The Secretary concedes that the objective findings of the Veterans Administration's doctors parallel those of the treating physician, including the finding that Claimant suffered from "cerebral arteriosclerosis, moderate". The Claimant testified to a long history of headaches and dizziness growing progressively more severe since the convulsion on December 3, 1958. Against this evidence, the Hearing Examiner seems to rely on the testimony of a neuro-psychiatrist of the Veterans Administration and of Dr. Nannerello, a diplomate of the American Board of Psychiatry, but we fail to find anything in the reports of these experts to support his finding. Dr. Boone's estimate of incapacity was "severe" and Dr. Nannerello found no evidence of depression or any break with reality but did find "anxiety reaction, mild, with some preoccupation with somatic complaints". The Hearing Examiner concludes his report with the finding that "the Claimant's only symptoms at the present time consist of frequent headaches and dizziness, apparently due to moderate cerebral arteriosclerosis".

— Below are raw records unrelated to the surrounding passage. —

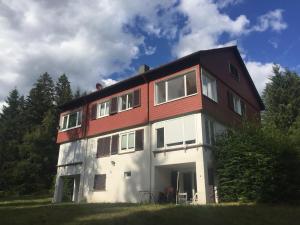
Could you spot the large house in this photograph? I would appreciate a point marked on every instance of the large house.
(153, 133)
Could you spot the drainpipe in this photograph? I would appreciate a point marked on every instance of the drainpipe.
(86, 120)
(149, 137)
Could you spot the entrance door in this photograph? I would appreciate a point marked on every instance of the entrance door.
(187, 184)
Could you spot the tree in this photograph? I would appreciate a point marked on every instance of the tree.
(11, 133)
(41, 98)
(63, 90)
(282, 99)
(256, 163)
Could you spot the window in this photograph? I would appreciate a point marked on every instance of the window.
(176, 132)
(127, 141)
(209, 131)
(236, 104)
(210, 175)
(125, 102)
(103, 147)
(127, 174)
(100, 182)
(71, 120)
(175, 88)
(209, 86)
(103, 109)
(234, 72)
(160, 142)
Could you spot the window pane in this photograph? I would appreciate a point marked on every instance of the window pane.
(102, 109)
(174, 131)
(79, 118)
(191, 87)
(130, 100)
(176, 88)
(160, 92)
(160, 138)
(131, 140)
(204, 85)
(123, 102)
(72, 120)
(106, 108)
(209, 86)
(65, 120)
(207, 133)
(189, 129)
(124, 141)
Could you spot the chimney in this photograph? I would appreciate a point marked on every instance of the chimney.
(99, 86)
(143, 68)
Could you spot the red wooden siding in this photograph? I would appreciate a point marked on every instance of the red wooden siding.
(176, 107)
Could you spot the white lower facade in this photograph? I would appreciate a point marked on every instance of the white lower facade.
(183, 163)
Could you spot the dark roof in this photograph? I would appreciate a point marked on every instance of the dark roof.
(155, 73)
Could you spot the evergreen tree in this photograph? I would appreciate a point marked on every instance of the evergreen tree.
(282, 99)
(11, 133)
(41, 99)
(63, 90)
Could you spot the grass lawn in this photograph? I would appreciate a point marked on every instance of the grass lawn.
(40, 211)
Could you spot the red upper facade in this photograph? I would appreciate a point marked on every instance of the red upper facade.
(214, 81)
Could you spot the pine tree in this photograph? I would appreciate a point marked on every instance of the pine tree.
(282, 99)
(63, 90)
(11, 134)
(41, 99)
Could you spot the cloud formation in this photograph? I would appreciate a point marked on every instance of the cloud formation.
(89, 42)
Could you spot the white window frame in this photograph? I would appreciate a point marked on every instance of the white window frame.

We are at a loss to understand how the Examiner can pass over such a disability as frequent headaches in such a casual manner, especially in view of the admitted existence of this malady by all of his doctors. We feel this is indicative of a tendency to treat these cases from a highly technical viewpoint; to overemphasize the importance of objective clinical findings at the expense of other elements of the record. See our opinion in Underwood v. Ribicoff, 298 F.2d 850, No. 8458, Decided January 4, 1962, and the reasons therein set forth.

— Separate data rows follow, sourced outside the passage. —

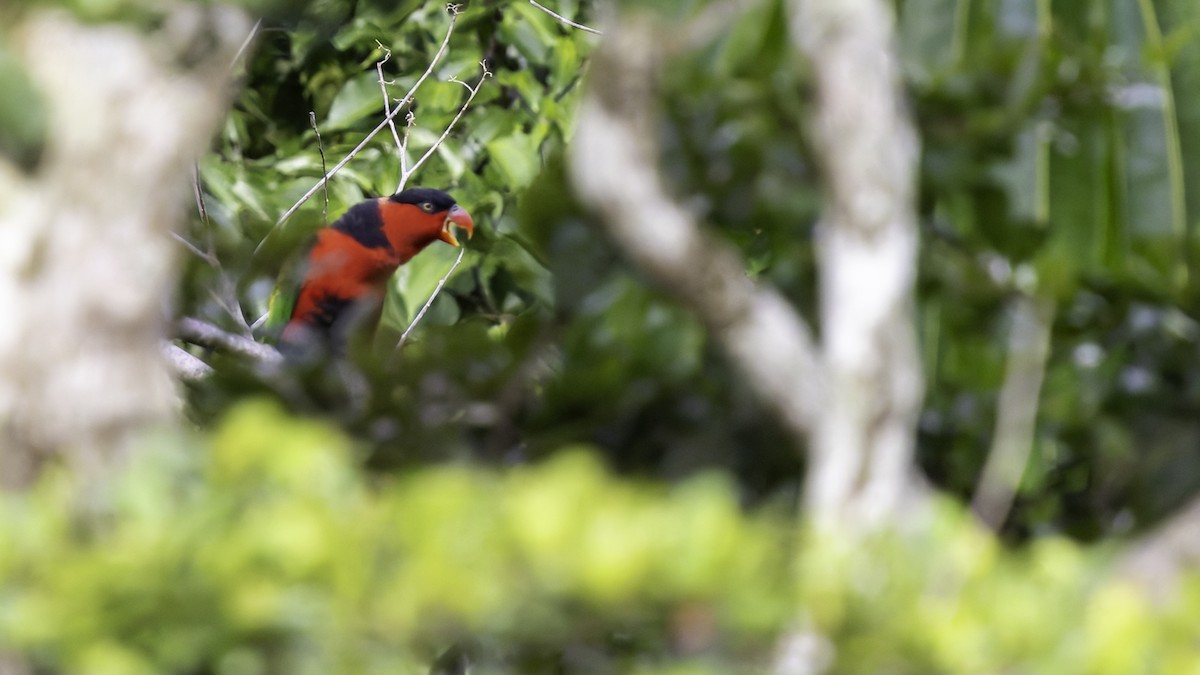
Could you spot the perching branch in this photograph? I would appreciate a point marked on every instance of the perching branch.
(207, 335)
(372, 133)
(408, 173)
(565, 21)
(613, 165)
(429, 303)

Upon this record, the District Court below set aside the Secretary's findings as not supported by substantial evidence, and with this judgment we are in agreement. We cannot, however, agree that the evidence is sufficient to uphold the Court's finding in effect that the Claimant was suffering from a "disability" of sufficient severity to meet the requirements of Sections 216(i) and 223 of the Social Security Act in July 1957 as claimed by Bramlett, and the Court's finding to this effect is clear error. F.R.Civ.P. rule 52(a), 28 U.S.C.A.

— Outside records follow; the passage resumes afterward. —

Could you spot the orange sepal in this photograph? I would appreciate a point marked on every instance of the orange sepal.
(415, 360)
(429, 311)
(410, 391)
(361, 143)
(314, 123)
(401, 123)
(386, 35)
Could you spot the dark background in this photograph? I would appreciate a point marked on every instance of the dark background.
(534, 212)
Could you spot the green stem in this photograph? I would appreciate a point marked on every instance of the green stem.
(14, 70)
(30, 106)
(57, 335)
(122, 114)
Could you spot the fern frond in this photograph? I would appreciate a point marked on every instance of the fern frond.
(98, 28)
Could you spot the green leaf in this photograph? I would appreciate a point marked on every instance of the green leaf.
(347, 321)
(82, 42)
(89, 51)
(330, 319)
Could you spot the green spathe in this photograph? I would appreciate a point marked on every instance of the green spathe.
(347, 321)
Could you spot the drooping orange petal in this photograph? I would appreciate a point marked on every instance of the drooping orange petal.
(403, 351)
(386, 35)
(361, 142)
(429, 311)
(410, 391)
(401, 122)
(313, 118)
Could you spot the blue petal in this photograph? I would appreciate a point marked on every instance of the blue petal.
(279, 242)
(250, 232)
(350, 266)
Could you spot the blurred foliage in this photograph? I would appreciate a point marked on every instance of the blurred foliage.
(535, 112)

Upon this record as a whole we believe that the clear and overwhelming weight of the evidence indicates that on and after December 3, 1958, the Claimant was disabled within the meaning of the Act and that the record does not contain substantial evidence to support the Secretary's finding to the contrary. This case is hereby remanded to the court below with instructions to modify its judgment to conform to this opinion. 42 U.S.C.A. § 405(g).